For about a decade, the status of the Kansas City International Airport (KCI) has been a topic of conversation. In fact, just a few weeks ago, KCI announced that they are projected to save 2.5 million dollars a year by closing Terminal A. Terminals B and C will inherit the influx of travelers. KCI has dipped in popularity. Major airlines have complained about the airport’s three-terminal system; travelers have complained about the decaying architecture from the seventies; government officials complain about the airport’s lack of sufficient revenue. City officials on both the Kansas and Missouri side have been quarreling over a solution for years, but recently Kan. Gov. Sam Brownback has proposed a plan. Brownback is hoping to build a rival airport in Johnson County, Kan.
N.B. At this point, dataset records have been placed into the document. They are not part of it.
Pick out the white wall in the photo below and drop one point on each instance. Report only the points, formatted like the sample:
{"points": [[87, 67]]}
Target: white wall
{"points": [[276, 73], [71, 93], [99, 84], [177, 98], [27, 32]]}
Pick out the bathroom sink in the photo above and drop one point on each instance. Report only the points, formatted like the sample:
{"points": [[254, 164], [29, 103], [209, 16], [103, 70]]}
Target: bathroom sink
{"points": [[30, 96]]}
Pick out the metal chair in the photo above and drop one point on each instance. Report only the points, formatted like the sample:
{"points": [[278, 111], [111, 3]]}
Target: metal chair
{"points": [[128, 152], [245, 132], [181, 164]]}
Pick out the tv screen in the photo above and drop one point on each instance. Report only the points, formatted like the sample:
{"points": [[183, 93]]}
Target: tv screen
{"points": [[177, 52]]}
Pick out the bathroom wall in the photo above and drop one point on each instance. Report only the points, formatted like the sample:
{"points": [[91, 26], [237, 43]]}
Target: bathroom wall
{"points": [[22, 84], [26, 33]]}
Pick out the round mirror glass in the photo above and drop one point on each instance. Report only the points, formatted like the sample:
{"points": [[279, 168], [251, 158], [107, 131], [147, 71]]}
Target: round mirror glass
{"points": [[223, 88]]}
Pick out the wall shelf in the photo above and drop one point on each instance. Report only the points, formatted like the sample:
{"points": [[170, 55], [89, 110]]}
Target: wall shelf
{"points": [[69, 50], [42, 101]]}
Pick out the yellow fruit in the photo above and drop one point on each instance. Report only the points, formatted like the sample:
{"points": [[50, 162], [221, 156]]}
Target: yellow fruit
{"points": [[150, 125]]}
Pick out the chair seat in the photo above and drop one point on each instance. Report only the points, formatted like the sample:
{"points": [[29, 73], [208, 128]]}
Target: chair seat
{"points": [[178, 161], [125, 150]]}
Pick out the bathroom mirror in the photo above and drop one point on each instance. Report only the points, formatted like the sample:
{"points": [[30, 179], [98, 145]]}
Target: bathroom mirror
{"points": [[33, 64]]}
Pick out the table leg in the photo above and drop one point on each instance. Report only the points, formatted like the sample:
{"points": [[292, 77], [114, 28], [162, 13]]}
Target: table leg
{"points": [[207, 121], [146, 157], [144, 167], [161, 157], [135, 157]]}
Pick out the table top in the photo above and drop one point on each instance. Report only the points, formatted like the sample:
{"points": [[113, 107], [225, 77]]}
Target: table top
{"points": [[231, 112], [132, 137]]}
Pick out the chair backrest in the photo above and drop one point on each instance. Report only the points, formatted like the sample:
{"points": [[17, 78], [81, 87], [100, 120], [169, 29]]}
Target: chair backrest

Brownback has not said explicitly that he would like KCI to close, but he would like to create competition that, if successful, would most likely lead to the extinction of KCI. He believes that Kansas is financially equipped to handle the venture of a new metro-area airport, whereas Missouri is struggling to support the travel hub that Kansas City’s location brings. Brownback also states that the Kan. government will benefit from an airport in ways Missouri does not.

With more than 50 percent of (KCI) passengers coming from Kansas, we are exploring the possibilities of this project,” Brownback told the “Kansas City Star.”

Another positive for Brownback would be an enormous rise in employment. Right now, roughly 60,800 people have jobs because of KCI. If the major Kansas City airport were to be in Kansas, Brownback thinks that the budget, morale and, of course, employment, would rise.

According to prominent airlines, KCI desperately needs to be renovated. In 2016, Southwest Airlines loosely offered to finance a single-terminal system at KCI, and Kansas City Officials were open to the discussion. City and airport officials see the need for change.

The “Kansas City Star” spoke with the Mayor of Kansas City, Sly James and City Manager, Troy Schulte, both of whom who would both like revamp KCI.

KCI in its current form is an out-of-date, inefficient facility that makes for an embarrassing front door to out-of-town travelers,” said a joint statement from James and Schulte. As James and Schulte are keen to point out, an airport in Kansas would be “the biggest Border War prize of all.” The “Kansas City Star” has been following the “Border War” since Brownback was elected. According to the publication, Brownback has won several businesses and jobs from the Missouri side of Kansas City and brought them to the Kansas side. The longer Kansas City delays renovating KCI, the more plausible a rival airport in Kansas becomes.

However, it’s the people of Kansas City who remain steadfast in resistance to renovation. When Kansas City voters did not show support for the KCI renovation project, James and Schulte were forced to halt discussions about the project. Frequent visitors of the airport are upset by prospective renovations, saying that KCI is unique and stream-lined. Renovations have been stalled for years as city officials wrestle with how to please their voters, meet the needs of the city and appease the airlines that bring the most business.

An inactive team on the Missouri side of Kansas City is good news for Brownback. Most city officials in Johnson County have refused to comment on plans for an airport, and most of the plans have been kept private. It is unclear where the new airport would be located, but experts assume that the metro airport would become an extension of the two smaller airports already in Johnson County: The New Century AirCenter and Johnson County Executive Airport. These airports are used only for corporate flights.  

Most experts are skeptic of Brownback’s potential new airport, and many say it won’t happen. Even major airlines like Southwest that, push for KCI to be renovated, aren’t sure that a completely new airport is the right answer. According to city and airport officials, it is projected that 2018 will be the culminating year for either a new airport, Kansas City to start renovations or KCI to begin to lose business and revenue with no alternative options. Each option will be accompanied by change in the way Kansas City travels.